We in the audience out here may think of ourselves as worthy of being regulars at some modern day Algonquin Round Table. Truth be told, we're all marks for the AFLAC duck.

Anglachel said...

CMike,

My note about Bob's repetition was simply warning for those who are not used to his style, not a criticism of the repetition. When he is building an argument like this, the repetition is necessary to keep reminding the reader of the main themes and how they have been expanded.

I agree with Bob that for many Blogger Boyz, especially WKJM, Big Media Matt, Young Ezra, and the others who have been aggressive about getting their mugs on the big screen, it really can be explained by careerism. But what about people like Kevin Drum who is actually retired and doesn't appear to be eager to start a second talking head career?
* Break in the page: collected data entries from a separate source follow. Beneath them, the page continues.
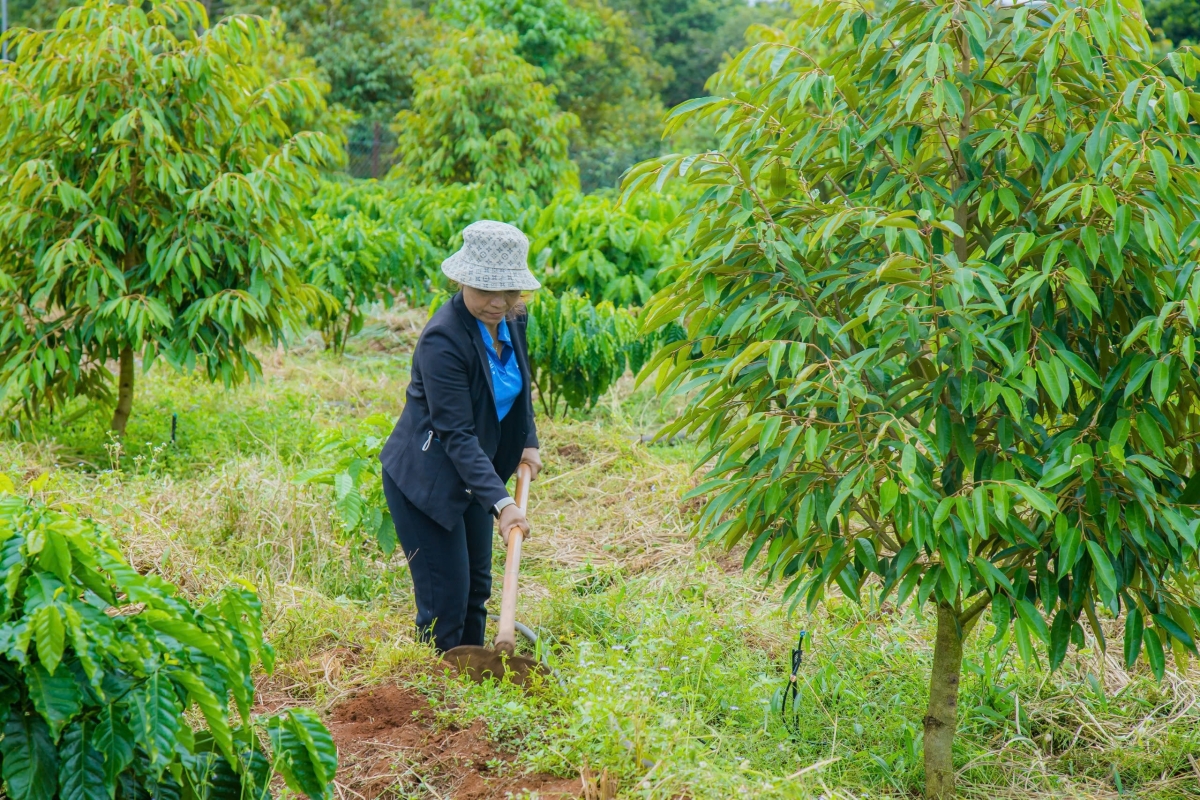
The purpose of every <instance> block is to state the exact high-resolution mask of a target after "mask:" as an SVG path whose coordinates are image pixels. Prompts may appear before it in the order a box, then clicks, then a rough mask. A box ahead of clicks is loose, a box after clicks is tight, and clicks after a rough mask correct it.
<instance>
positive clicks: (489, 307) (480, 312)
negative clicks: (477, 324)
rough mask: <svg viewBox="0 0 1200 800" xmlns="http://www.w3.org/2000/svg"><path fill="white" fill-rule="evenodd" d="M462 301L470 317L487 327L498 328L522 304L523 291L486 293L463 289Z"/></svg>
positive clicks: (493, 292) (474, 288) (499, 291)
Or the various people on group blogs who are not angling to belong to the Village?

The point I am making (and I suspect Bob as well, but I don't want to attribute my perpsective to him) is that his observation about the refusal to tell the truth applies just as much to the non-careerist kool-aide swillers as to the Boyz who want to bloviate on the talk shows.

The unsettling tendencies I saw in Left Blogistan more than two years ago are no longer tendencies but dominant behavior. To my mind, it is virtually indistinguishable from the psychosis gripping the MSM. The biggest difference is these people give it away for free while the Russerts, Mattews, Olbermanns, etc., of the MSM have figured out how to become millionaires from it.

Anglachel

CMike said...

Anglachel writes:

*************
But what about people like Kevin Drum who is actually retired and doesn't appear to be eager to start a second talking head career?
***************

Now that you mention it, I thought Drum was retired from some tech firm. Here's what it says at Wikipedia. Doesn't sound like he's on his way to Shady Acres just yet.

When you referred to "netroots reporters" I thought you were referring to more of the front rank types.

Actually, I do find it much harder to explain what's going on with the literate lefties who were the regulars in the prog blogs but who were avocational participants.

I never thought they could be Kool-aid (Flavor Aid) slammers. Sure I knew "we" had some conspiracy theorists and some closet revolutionaries on our team but I thought the Right had a corner on those who were faith/ideological-based, irrational thinkers. I thought it was actually a personality characteristic of those who had a passion for ideas, politics and print; that some were, from very early on, liberal/iconoclastic and others were conservative/authoritarian.

I was so wrong. And I had no clue about this a year ago.

As for Bob Somerby, the first thing I read of his was a long story about Socrates waking up and wandering about late 1990's Washington D.C.-really funny stuff if you had read Plato recently enough to have remembered the style, the voice of Socrates.

Now, of course, Plato was able to make a lot of the toughest philosophical concepts pretty accessible. In writing about contemporary matters I used to think Somerby was going overboard breaking it down for his readers -- I mean how hard could media criticism be to follow? I thought his use of repetition was a little unnecessary. Now, after reading the guy for years, I understand his style is pedagogy at its best.

I just like to be effusive in my praise of Somerby whenever his name comes up. Sorry if I sounded like I was presumptuously explaining his writing style to you. Obviously, if you took notice of his use of repetition enough to mention it you understood its purpose.

OTE admin said...

Actually the best pieces about Tim Russert came from of all places the World Socialist Web Site. They had TWO pieces on the late moderator, one regarding his death and the other regarding his funeral.

You don't want that outfit writing your obituary, let me tell you. The site had a blistering one a few years back on David Bloom and Michael Kelly.

CMike said...

Susan, you should have left links.

Tim Russert and the decay of the American media

Tim Russert honored: A “state funeral” for services rendered

That "state funeral" piece is worth a read.